3. Moisture conservation
Watering the lawn regularly is essential, especially during the warm season. However, due to crazy shifts at work, dozen chores, and errands, you might have limited time to water the lawn or even forget. Under watering will cause stress to the grass, and if the grass is not drought tolerant, it might even dry. But do you know mulching could save your grass on those dry days?
The mulch will shield the soil from the scorching sun and prevent the moisture in the soil from evaporating. The mulch will also protect the grass from the extreme cold in winter.
4. Helps reduce weed growth
When you mulch, you cover the soil with shredded leaves and grass clippings. The cover deprives the weed seed light, which is essential for germination. The mulch also prevents the weed seeds that are dropped to come into contact with soil, hindering germination.
How to Mulch Leaves with a Lawn Mower
Mulching leaves with a mower is easy (compared to raking) but will depend on how many leaves are in the yard and if they are spread within the lawn or just in one area, such as under a tree.
- Set the mower to a height of three inches. If you do not need to mow the grass, you can set it even higher.
- If the leaves are located in one area, you need to spread them to the rest of the lawn to achieve a uniform mulch cover.
- Mow over the leaves. You might have to pass over them several times in order to shred them into as small pieces as possible.
- If the mulch layer is too thick, attach a bag and mow over it to collect some and use it in the garden or on flower beds. You can also rake and bag some leaves before mowing to avoid making a thick layer of mulch because it might lead to clumping.
- If the lawn is thin, you can also add some fertilizer.

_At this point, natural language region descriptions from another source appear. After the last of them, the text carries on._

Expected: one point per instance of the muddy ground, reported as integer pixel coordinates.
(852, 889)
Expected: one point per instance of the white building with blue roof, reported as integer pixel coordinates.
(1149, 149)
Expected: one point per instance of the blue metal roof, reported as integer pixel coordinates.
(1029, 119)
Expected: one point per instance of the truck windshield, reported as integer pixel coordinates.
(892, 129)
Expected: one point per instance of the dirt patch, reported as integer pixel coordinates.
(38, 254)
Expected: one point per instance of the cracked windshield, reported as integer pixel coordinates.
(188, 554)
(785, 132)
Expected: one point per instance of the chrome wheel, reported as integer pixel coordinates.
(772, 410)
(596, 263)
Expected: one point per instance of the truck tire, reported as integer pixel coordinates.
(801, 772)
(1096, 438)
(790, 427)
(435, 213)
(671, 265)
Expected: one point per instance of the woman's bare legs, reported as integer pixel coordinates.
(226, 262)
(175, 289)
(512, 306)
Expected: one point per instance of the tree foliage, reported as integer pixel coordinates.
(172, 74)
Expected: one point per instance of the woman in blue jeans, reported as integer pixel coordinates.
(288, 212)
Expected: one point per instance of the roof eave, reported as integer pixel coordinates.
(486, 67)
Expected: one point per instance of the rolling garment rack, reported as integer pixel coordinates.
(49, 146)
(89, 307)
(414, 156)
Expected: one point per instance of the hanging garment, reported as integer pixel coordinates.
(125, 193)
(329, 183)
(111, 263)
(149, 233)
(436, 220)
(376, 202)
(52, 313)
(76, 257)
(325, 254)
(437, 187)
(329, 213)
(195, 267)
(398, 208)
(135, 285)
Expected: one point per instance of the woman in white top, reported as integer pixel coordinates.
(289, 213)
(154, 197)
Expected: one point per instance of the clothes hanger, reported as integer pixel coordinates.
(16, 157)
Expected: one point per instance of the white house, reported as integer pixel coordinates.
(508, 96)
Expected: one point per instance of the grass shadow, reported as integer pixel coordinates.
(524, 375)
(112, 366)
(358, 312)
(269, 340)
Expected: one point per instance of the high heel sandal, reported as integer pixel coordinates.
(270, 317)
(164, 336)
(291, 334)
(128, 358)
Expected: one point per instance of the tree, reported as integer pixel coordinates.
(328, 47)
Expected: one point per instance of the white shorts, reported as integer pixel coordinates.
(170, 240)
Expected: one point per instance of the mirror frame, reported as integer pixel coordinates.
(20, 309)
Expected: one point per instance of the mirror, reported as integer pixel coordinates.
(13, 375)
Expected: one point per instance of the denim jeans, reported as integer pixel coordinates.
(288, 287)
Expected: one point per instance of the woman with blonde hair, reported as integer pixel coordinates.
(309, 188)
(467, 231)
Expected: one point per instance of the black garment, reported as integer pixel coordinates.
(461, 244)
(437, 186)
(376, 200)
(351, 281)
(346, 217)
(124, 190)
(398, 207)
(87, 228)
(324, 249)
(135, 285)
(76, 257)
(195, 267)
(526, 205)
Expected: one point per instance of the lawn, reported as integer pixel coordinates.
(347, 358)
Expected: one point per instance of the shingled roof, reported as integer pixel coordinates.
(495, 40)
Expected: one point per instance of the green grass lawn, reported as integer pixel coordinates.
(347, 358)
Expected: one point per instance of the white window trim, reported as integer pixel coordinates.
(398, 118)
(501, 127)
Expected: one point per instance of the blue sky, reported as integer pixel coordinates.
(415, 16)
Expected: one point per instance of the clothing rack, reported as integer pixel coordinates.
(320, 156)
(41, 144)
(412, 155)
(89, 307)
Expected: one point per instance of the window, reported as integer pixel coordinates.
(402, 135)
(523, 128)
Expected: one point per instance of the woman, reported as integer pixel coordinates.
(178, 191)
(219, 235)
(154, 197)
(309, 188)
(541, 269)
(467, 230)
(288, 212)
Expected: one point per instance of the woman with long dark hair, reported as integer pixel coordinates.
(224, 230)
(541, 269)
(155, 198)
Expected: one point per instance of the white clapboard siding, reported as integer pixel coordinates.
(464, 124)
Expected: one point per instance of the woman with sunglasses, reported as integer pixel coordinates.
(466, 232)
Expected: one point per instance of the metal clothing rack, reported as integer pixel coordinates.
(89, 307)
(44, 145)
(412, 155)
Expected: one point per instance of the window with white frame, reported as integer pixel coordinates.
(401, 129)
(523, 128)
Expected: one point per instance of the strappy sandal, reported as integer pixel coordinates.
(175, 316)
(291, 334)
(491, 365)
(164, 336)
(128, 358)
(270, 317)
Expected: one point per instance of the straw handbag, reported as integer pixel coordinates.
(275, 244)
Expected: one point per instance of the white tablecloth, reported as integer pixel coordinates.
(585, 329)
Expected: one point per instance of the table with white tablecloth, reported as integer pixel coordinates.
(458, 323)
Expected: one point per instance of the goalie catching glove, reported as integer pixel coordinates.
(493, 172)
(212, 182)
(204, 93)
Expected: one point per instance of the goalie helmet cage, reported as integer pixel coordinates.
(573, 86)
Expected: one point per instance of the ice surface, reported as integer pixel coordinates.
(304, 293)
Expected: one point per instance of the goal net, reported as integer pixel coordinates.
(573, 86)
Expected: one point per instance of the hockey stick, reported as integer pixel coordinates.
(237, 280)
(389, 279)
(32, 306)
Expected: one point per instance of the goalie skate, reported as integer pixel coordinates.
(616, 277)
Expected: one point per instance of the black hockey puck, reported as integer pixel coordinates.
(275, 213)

Note: Never mulch with leaves that have pests or diseases because they will contaminate the soil. Similarly, it is better to bag for a lawn with mature weeds.
What is the Best Mower Height for Mulching Leaves?
The best mower height for mulching leaves is 2.5- 3 inches. The mower height you choose will determine the success of the mulching. Before choosing the mowing height, you must consider the following.
- Amount of leaves on the lawn – if you intend to mulch a lot of leaves, you will overwork the mower, and if it does not have a powerful engine, it might have problems. In such a case, set the mower height higher at least 3 inches. For a yard with fewer leaves, you can set the mower at 2.5 inches. For better results, it is better to mow fewer leaves than to wait for the leaves to pile. During fall, it is advisable to mow once a week.
- Time of the year – Since when mowing leaves, you will also be cutting grass, avoid mowing too low during winter as the cold weather will damage the grass. Cut according to the recommended mowing height of the grass on your lawn.
- Wet or dry leaves – Avoid mulching wet leaves unless it is entirely unavoidable. But if you must set the mowing height as high as possible. Dry leaves are easier to mulch as they disintegrate quickly.
Mowing over leaves is very beneficial to the lawn. The mulch will feed the soil, prevent soil erosion and deter the growth of weeds. Setting the right mower height is important because it determines the success of the exercise and how the grass grows afterward. Set the mower height between 2.5 and 3 inches.